BAC alignment and annotation

Bases were called using PHRED [62, 63]. High quality sequence reads were assembled using PHRAP [64] and then viewed and edited using Consed [65]. Some gaps in BAC assembly were filled by designing primers to the contiguous sequence ends, followed by amplification of the BAC region by PCR and subsequent cloning and sequencing of the fragments.

Each BAC has been deposited in GenBank as follows: BAC 33H18 containing dax1

[GenBank:HM159469]; BAC 105M10 containing dax2 [GenBank:HM159470]; BAC 217E24 containing foxl2a ortholog (pseudogene) [GenBank:HM159471]; BAC 261D01 containing foxl2b diverged paralog [GenBank:HM159472], and BAC 19C14 containing mis [GenBank:HM159473].

BAC clone sequence data were annotated using BLAST homolog searches and EMBOSS programs package [66]. Alignment of cDNA sequences against genomic sequences was done by Sequin [67], which was obtained from NCBI. Identification of transposon insertions was performed using Dotter plots [68], comparing each GOI-containing BAC with salmon transposon sequences [38].

Fluorescent in situ hybridizations

BAC DNA was labeled with Spectrum Orange using a nick translation kit (Abbott Molecular). Human placental DNA (2 μg) and Cot-1 DNA (1 μg, prepared from Atlantic salmon) or Cot-1 DNA (1 μg, prepared from rainbow trout) were added to the probe mixture for blocking. Hybridizations were carried out at 37°C overnight and post-hybridization washes were as recommended by the manufacturer (Abbott Molecular) with minor modifications [69]. Antibodies to Spectrum Orange (Molecular Probes) were used to amplify the signal. Slides were counter-stained with 4',6-diamidino-2-phenylindole (DAPI) at a concentration of 125 ng DAPI in 1.0 mL antifade solution. Images were captured with a Jai camera and analyzed with Cytovision Genus (Applied Imaging, Inc.) software. Chromosomes were arranged according to size within the metacentric/submetacentric and acrocentric groups [70].

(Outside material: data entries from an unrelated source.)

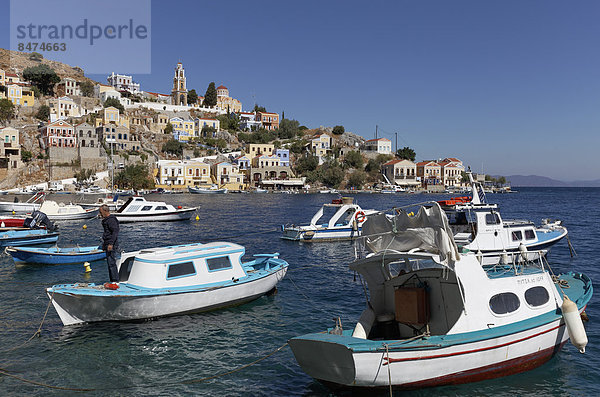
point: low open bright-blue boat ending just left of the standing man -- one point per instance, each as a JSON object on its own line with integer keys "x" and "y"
{"x": 55, "y": 255}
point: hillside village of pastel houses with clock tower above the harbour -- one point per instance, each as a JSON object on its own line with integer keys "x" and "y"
{"x": 56, "y": 123}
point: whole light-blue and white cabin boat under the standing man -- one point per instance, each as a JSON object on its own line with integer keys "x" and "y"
{"x": 171, "y": 280}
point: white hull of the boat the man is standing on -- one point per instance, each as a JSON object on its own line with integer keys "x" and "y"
{"x": 126, "y": 305}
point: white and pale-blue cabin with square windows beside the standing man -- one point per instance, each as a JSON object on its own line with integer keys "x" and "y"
{"x": 182, "y": 265}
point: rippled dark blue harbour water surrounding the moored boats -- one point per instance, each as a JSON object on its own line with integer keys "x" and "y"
{"x": 158, "y": 357}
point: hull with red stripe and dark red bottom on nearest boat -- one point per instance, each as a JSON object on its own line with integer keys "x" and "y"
{"x": 338, "y": 366}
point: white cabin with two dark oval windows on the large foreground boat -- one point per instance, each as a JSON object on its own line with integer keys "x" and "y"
{"x": 416, "y": 293}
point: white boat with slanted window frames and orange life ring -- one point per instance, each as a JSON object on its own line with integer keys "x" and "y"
{"x": 341, "y": 219}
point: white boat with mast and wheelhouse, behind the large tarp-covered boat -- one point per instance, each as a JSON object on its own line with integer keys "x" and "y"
{"x": 478, "y": 226}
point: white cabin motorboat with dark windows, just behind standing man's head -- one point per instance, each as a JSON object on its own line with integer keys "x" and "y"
{"x": 137, "y": 209}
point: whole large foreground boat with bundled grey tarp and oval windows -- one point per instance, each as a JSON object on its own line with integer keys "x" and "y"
{"x": 435, "y": 316}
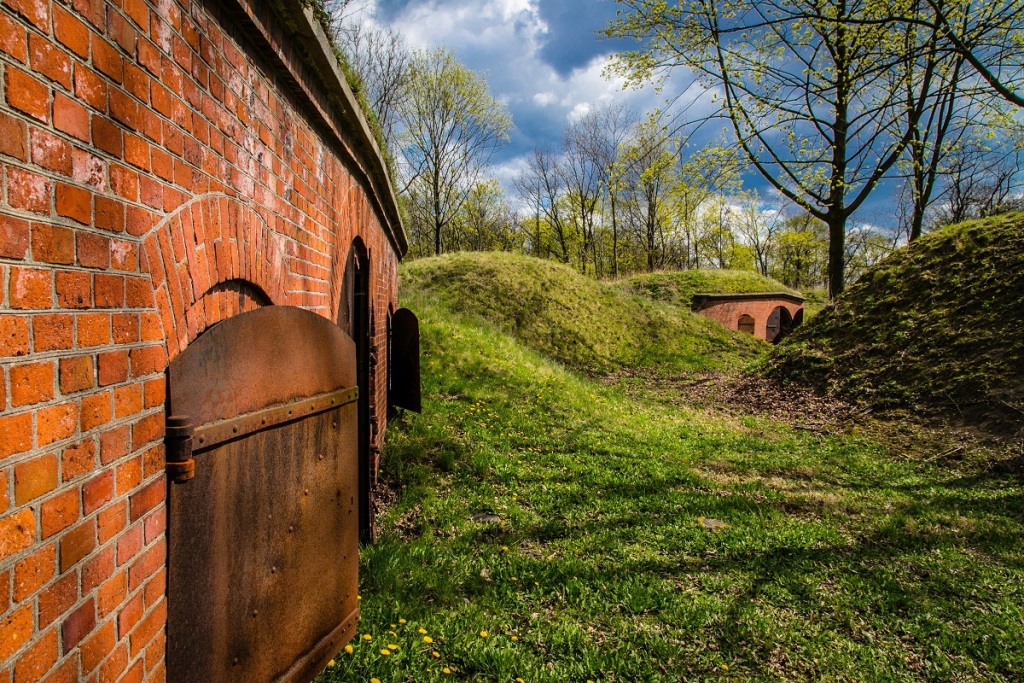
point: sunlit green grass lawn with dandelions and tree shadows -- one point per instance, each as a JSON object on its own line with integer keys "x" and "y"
{"x": 840, "y": 563}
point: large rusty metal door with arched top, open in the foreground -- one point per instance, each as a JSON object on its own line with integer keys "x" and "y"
{"x": 263, "y": 520}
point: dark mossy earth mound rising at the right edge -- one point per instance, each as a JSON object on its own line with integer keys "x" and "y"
{"x": 935, "y": 325}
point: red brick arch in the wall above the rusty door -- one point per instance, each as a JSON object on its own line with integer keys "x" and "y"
{"x": 215, "y": 258}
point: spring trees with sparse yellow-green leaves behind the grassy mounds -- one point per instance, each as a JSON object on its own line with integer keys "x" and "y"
{"x": 626, "y": 192}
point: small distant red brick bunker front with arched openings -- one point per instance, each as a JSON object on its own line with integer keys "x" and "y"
{"x": 770, "y": 316}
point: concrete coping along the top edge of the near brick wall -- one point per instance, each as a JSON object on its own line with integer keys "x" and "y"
{"x": 303, "y": 27}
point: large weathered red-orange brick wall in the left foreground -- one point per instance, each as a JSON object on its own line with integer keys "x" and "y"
{"x": 162, "y": 169}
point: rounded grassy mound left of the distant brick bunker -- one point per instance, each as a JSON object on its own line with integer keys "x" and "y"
{"x": 575, "y": 320}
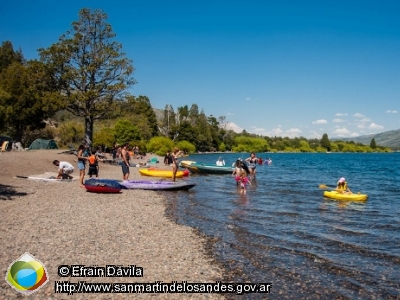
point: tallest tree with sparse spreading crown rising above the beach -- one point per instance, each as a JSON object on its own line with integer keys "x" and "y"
{"x": 91, "y": 71}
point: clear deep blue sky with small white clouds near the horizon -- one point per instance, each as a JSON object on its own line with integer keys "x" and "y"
{"x": 273, "y": 68}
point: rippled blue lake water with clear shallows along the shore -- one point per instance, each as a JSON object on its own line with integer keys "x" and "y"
{"x": 286, "y": 233}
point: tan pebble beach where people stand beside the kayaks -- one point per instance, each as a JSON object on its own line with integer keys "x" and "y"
{"x": 60, "y": 223}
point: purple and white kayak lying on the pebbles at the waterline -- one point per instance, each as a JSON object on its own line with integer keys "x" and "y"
{"x": 157, "y": 185}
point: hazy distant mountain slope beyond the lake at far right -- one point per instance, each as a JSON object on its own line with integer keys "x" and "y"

The chromosome preparations were obtained from blood of the Norwegian strain of Atlantic salmon (2N = 58) by methods described previously for salmonid fishes [70]. Briefly, the buffy coat was isolated from whole blood and placed in MEM media with pen-strep, L-glutamine, 10% fetal calf serum and 200 µg/ml LPS and cultured for 6 days at 20°C. Cells were collected by centrifugation and re-suspended in 0.075 M KCl for 30 min, then fixed in 3:1 methanol acetic acid. Cell suspensions were dropped onto clean slides and allowed to dry on a slide warmer with humidity at 40°C.

Promoter analysis

To identify the location of potential transcription factor binding elements in the promoters of our GOI, we preliminarily used MatInspector (Genomatix Software GmbH). Our designation of OCT3/4 consensus binding motifs 5'-ACACGCAT-3' or 5'-ATTTGCAT-3' are based on work done in ES cells [20, 71]. The HMG domain that binds to DNA is highly conserved among all SOX factors (5'-(A/T)(A/T)CAA(A/T)G-3') [72]. The SOX footprints that we also include in our analysis are based on work done on mammalian mis and cyp19 promoters [34]. We use the term "immediate early response" element (IER) to identify response elements (5'-GCG(G/T)GGGCG-3') that potentially could bind early response products of genes such as EGR-1 and WT-1 [73]. Sequences presumed or demonstrated to bind CRE, ERE, FOXL2, PPARE, RXR/RAR and SF-1 in other fish species are also presented for each promoter examined [1618, 25, 5355, 74].